На этих обнадеживающих словах я и проснулся. В окна глядело ледяное черное утро, и это была Вязьма, куда меня перевели из Никольского по состоянию здоровья. Жена, бедная, спала как убитая, запрокинув голову – из-за меня она очень уставала.

Тася была моей единственной защитой. Я боялся, что если о злосчастной моей болезни узнают на службе, то погонят ко всем чертям, да еще и в больницу положат, где мне придет безусловный конец. Именно поэтому я взял слово с Таси, что при любых обстоятельствах она не отдаст меня в больницу, и слово это Тася пока держала.

Мне, однако, требовалось ехать в Москву, и я отпросился у главного врача. Родные все знали, что я хочу получить освобождение от воинской повинности. Война, революция, пациенты – всё это так осточертело мне, что я намеревался бросить Вязьму и вернуться обратно в Киев. Но было у меня в Москве еще одно дело, о котором я никому не говорил. Когда-нибудь историки литературы назовут это дело «Николай Михайлович Покровский» и напишут о нем статьи и монографии. Для меня же Покровский был просто родной дядя, который обещал найти врача, чтобы вылечить племянника от злосчастного недуга.

Именно поэтому Тася осталась в Вязьме, а я в тот же день оказался в Обуховом переулке у дяди Коли.

Москвы я не узнал, да и кто бы узнал ее нынче? Всего три месяца прошло после революции большевиков, но даже дома теперь выглядели иначе. А уж распознать в гражданах людей было почти невозможно. Все живут будто в последний день Содома. Всё разрушено, а что не разрушено сегодня, непременно разнесут завтра. Людей избивают посреди бела дня; кто избивает, зачем, почему – не спрашивайте. Одно оказалось спасение – дядя Коля. Он принял меня как родного – а, впрочем, я и был ему родной, но в те страшные дни многие о подобных мелочах забывали.

– Вот такие дела, дорогой дядя, – сказал я Покровскому, зайдя в его теплую светлую квартиру о шести комнатах и усевшись вместо стула на свой чемодан. – Такие вот дела – и больше ничего.

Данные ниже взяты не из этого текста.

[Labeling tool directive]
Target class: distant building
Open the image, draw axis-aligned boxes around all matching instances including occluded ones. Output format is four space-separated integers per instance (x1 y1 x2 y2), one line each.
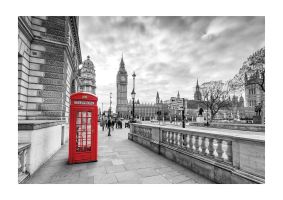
245 72 265 108
79 56 96 94
116 55 128 118
194 80 202 101
128 92 169 121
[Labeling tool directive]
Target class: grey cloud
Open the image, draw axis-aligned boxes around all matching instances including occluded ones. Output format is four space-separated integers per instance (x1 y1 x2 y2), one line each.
79 16 265 108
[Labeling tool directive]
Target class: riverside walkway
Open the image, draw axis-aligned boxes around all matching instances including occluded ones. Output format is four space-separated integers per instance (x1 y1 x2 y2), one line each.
26 126 213 184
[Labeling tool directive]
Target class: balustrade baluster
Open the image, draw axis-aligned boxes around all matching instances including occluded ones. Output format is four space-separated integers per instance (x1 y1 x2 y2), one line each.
226 141 232 162
189 135 194 151
200 137 206 155
195 135 199 153
208 138 214 157
183 134 187 149
216 139 224 160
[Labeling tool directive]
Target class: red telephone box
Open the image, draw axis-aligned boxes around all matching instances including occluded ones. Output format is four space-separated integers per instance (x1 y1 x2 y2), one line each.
68 92 98 164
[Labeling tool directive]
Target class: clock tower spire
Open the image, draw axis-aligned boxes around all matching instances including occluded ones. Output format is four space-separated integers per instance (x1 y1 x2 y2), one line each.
116 53 128 118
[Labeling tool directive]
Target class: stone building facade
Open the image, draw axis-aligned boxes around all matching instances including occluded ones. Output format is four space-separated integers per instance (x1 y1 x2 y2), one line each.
79 56 96 94
18 16 82 178
128 92 169 121
18 17 82 120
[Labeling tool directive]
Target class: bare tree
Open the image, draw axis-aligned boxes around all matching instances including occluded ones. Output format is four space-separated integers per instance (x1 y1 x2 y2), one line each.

Николай Михайлович, услышав мои слова, переменился в лице.

– Тебе, голубчик, непременно надо лечиться, и прямо сейчас, – сказал он озабоченно. – Иначе, того и гляди, начнешь вслух читать таблицу умножения или впадешь в другие крайности.

Я отвечал, что я, конечно, болен, но не до такой степени, а таблицу умножения не люблю с детства и, кажется, даже не пошел в ней дальше «пятью семь – сорок восемь». Однако Покровский шутки моей не принял и успокаиваться не хотел. – Нет, ты серьезно болен, это сразу ясно, – горячился он. – Что это, прости меня, за фразеология? «Такие дела – и больше ничего» – кто так изъясняется? Какие-нибудь филистеры да большевики – и больше никто.